If the stars align, the tau Herculids meteor shower could bring a dazzling show to Vancouver skies on Monday, May 30.
It’s unclear if it will actually materialize, but if it does, it will peak just as Vancouver slips into twilight around 10 p.m., according to Marley Leacock, an astronomer at the HR MacMillian Space Center.
“Once the moon sets around 10:50 p.m., it will be easier to see,” she says. “If it’s as bright as they say, there will be meteors all night.”

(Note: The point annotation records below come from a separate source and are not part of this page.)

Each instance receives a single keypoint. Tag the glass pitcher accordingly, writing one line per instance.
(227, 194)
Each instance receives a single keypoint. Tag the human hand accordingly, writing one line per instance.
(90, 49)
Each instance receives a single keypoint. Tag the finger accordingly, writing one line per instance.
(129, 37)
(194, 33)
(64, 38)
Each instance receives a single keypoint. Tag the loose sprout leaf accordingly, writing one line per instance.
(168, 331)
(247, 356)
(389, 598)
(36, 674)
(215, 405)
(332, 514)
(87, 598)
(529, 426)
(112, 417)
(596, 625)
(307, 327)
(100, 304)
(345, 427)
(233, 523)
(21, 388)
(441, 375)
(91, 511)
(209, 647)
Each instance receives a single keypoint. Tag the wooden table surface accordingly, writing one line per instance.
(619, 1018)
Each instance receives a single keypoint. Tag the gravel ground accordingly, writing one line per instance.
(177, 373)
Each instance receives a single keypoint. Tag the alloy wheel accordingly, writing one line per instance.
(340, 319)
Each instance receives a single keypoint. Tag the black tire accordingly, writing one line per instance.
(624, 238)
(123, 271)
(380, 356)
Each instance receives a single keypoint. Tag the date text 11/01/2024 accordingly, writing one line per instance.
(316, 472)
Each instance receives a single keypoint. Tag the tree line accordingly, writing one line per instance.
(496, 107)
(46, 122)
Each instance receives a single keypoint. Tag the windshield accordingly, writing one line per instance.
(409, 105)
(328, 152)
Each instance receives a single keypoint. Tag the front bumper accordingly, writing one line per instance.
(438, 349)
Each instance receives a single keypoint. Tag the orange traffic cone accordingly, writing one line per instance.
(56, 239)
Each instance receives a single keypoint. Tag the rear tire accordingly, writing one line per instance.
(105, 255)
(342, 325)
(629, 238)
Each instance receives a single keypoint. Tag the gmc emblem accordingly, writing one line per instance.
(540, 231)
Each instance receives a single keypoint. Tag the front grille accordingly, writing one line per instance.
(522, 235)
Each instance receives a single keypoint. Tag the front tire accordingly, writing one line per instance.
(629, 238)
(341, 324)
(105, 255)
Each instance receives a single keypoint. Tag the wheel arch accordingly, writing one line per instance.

So why the uncertainty? Leacock explains that the comet (Schwassmann-Wachmann 3) that produces the debris needed for such a shower hasn’t been easily observed since a 1995 breakup event. That makes it difficult to estimate the density and positioning of the debris stream that forms the meteorites. Without those two key factors, it’s difficult to determine the intensity of a meteor shower.
Still, astronomers are excited by the clumps of debris they’ve seen, sparking debate about the possibility of a meteor storm on par with the legendary Leonids of 1966, when thousands of meteors fell every minute. Everything has to line up correctly.
And we won’t know if that happened until, well, it does.
Andrew Ferreira of the Royal Astronomical Society of Canada in Vancouver encourages stargazers to look skyward despite the ambiguity.
“Whether it’s a storm or a drip, it’s always a good time. I am glad to see an increased interest in astronomy,” she says.
To find the radiant, where meteors seem to come from, draw an imaginary arc from the handle of the Big Dipper to Arcturus, the first bright star you’ll come to. Any shooting stars will appear halfway between those two points.
Current cloud cover forecasts look favorably clear for that evening, a must to watch for the event. Leacock recommends staying up to date on the forecast at cleardarksky.com.
“If the weather holds up, I’ll take a pick! It would be very exciting if we had a meteor storm,” she says.
Sky watchers should choose to travel as far away from city lights as possible to avoid light pollution that will obscure the clarity of celestial bodies. While this works best in more remote locations, any location that has a higher elevation will also provide more ideal viewing conditions.